Ce grand militant des droits de l'homme, membre fondateur du Konakom, directeur du Centre oecuménique des droits de l'homme, allait devenir en 1994 ministre de la Culture. Etrangement, paradoxalement, sa culture classique occidentale n'a pas pu l'empêcher de s'intéresser à la richesse et à la promotion de la culture proprement haïtienne, proprement endogène, composée de plusieurs apports civilisationnels.
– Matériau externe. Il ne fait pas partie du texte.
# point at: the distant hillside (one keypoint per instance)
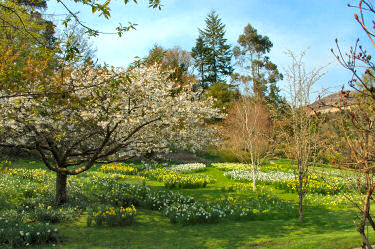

En privé comme en public, il m'en parlait avec beaucoup de fougue, avec fierté. C'était même pour lui une véritable obsession. La langue créole, la littérature créole, l'héritage des premiers créolophones, l'évolution et la diversité de la culture créole l'ont poussé à publier en 1999 « Mosochwazi pawol ki ekri an kreyol ayisyen, Anthologie de la littérature créole haïtienne ». Une somme impressionnante, fruit de plusieurs années de recherches assidues. A la parution de ce travail immense, j'avais salué avec force le résultat et l'utilité. C'est avec une attention soutenue que je me suis toujours intéressé aux publications de Jean-Claude Bajeux.

Pierre-Raymond Dumas
Courriel: padreramondumas@yahoo.com
Cell: 3557-9628 / 3903-8505

http://www.lenouvelliste.com/article.php?PubID=1&ArticleID=95728&PubDate=2011-08-05

Commentaire
Il est de ces pertes qui font qu'un pays ne redevient jamais ce qu'il a été. Lorsque j’étais étudiant à l'Université Autonome de Santo Domingo et que les gens me parlaient des exilés haïtiens, c’était avec frayeur que j'engageais la conversation car personne ne savait qui était qui. Quand on sort d'un pays dictatorial et qu'on atterrit sans transition dans une université où le communiste, l'anarchiste, le démocrate jouissent exactement du même droit à la parole (et nous parlons d'un pays sous-développé, s'il vous plait!), on ne sait pas à quel saint se vouer. On cherche, on interroge, on essaie de comprendre, on remet en question sa propre peur. C’était mon cas en 1981, frais émoulu de la faculté d'ethnologie de Port-au-Prince. Quand un ou deux ans plus tard, un condisciple dominicain me dit qu'un exilé haïtien très connu devait prononcer une conférence sur la situation politique d'Haiti, cela m’étonna. D'abord, qui était ce Jean-Claude Bajeux plus connu en Amérique Latine, en France et aux Etats-Unis qu'en Haiti? Oui, j'avais déjà entendu parler de familles dont les membres ont été assassinés pendant la dictature: les Barbot, les Bajeux, etc...mais ce Jean-Claude? Ce fut donc mon premier contact direct avec l'un de ceux que le régime dénommait les "kamokins". Ce terme destiné à avilir un adversaire politique, signifiant rebelle, terroriste, criminel, prit un autre sens dans ma tête. Je me suis dit après l'avoir écouté que si c'est cela être un "kamokin", je voudrais en être un. La connaissance de l'histoire du pays, la culture authentique du conférencier, le respect dont les plus hautes autorités de l’université faisaient montre à son endroit, tout impressionna le "just come" que j’étais en République dominicaine. Mais par dessus toute autre chose, c'est le calme et l’intérêt marqué avec lesquels cet homme, exilé depuis plus de vingt ans, décryptait ce qui se passait dans son pays dont le dictateur-héritier était à moins de quatre cents kilomètres de l’université, de l'autre côté de la frontière. Alors que je consultais, et beaucoup d'autres avec moi, les quatre points cardinaux avant d’émettre la moindre opinion sur ce régime qui inspirait de la peur même hors du pays car les espions étaient disséminés partout. Pour ceux qui y avaient encore de la famille...J'ai donc connu le politicien avant l'intellectuel ou les deux en même temps. Et cela n'a pas manqué de laisser en moi des traces profondes. Paix à son âme!